There are $N$ people in a three-dimensional space. The $i$-th person is at the coordinates $(X_i,Y_i,Z_i)$. All people are at different coordinates, and we have $X_i>0$ for every $i$.

You will choose a point $p=(x,y,z)$ such that $x<0$, and take a photo in the positive $x$-direction.

If the point $p$ and the positions $A, B$ of two people are on the same line in the order $p,A,B$, then the person at $B$ will not be in the photo.
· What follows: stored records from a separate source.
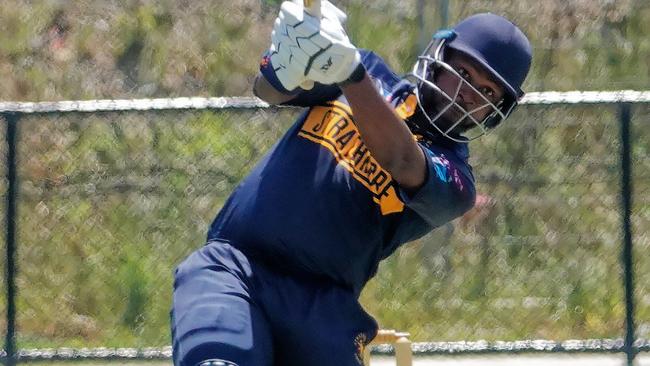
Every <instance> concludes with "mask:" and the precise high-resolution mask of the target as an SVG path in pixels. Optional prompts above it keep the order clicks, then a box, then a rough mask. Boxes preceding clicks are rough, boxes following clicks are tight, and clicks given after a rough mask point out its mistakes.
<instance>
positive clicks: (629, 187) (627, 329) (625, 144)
mask: <svg viewBox="0 0 650 366" xmlns="http://www.w3.org/2000/svg"><path fill="white" fill-rule="evenodd" d="M619 118H620V123H621V208H622V219H623V222H622V229H623V253H622V261H623V270H624V273H625V275H624V276H625V279H624V283H625V354H626V355H627V365H628V366H632V365H633V364H634V357H635V356H636V350H635V349H634V282H633V280H634V273H633V268H632V264H633V261H632V254H633V253H632V228H631V221H630V215H631V211H632V164H631V161H632V159H631V155H632V151H631V143H630V120H631V105H630V103H621V104H620V107H619Z"/></svg>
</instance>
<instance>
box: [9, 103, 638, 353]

There are no other potential obstacles.

Find the number of people in the photo when $p$ is chosen to minimize this number.

Constraints

• $1 \leq N \leq 50$
• $0 < X_i \leq 1000$
• $-1000 \leq Y_i,Z_i \leq 1000$
• The triples $(X_i,Y_i,Z_i)$ are distinct.
• All values in the input are integers.

Input

The input is given from Standard Input in the following format:

$N$

$X_1$ $Y_1$ $Z_1$

$\vdots$

$X_N$ $Y_N$ $Z_N$

Output

Print the answer.

3
1 1 1
2 2 2
100 99 98

2

For instance, if you take the photo from the point $(-0.5,-0.5,-0.5)$, it will not show the second person.

8
1 1 1
1 1 -1
1 -1 1
1 -1 -1
3 2 2
3 2 -2
3 -2 2
3 -2 -2

4

If you take the photo from the point $(-1,0,0)$, it will show four people.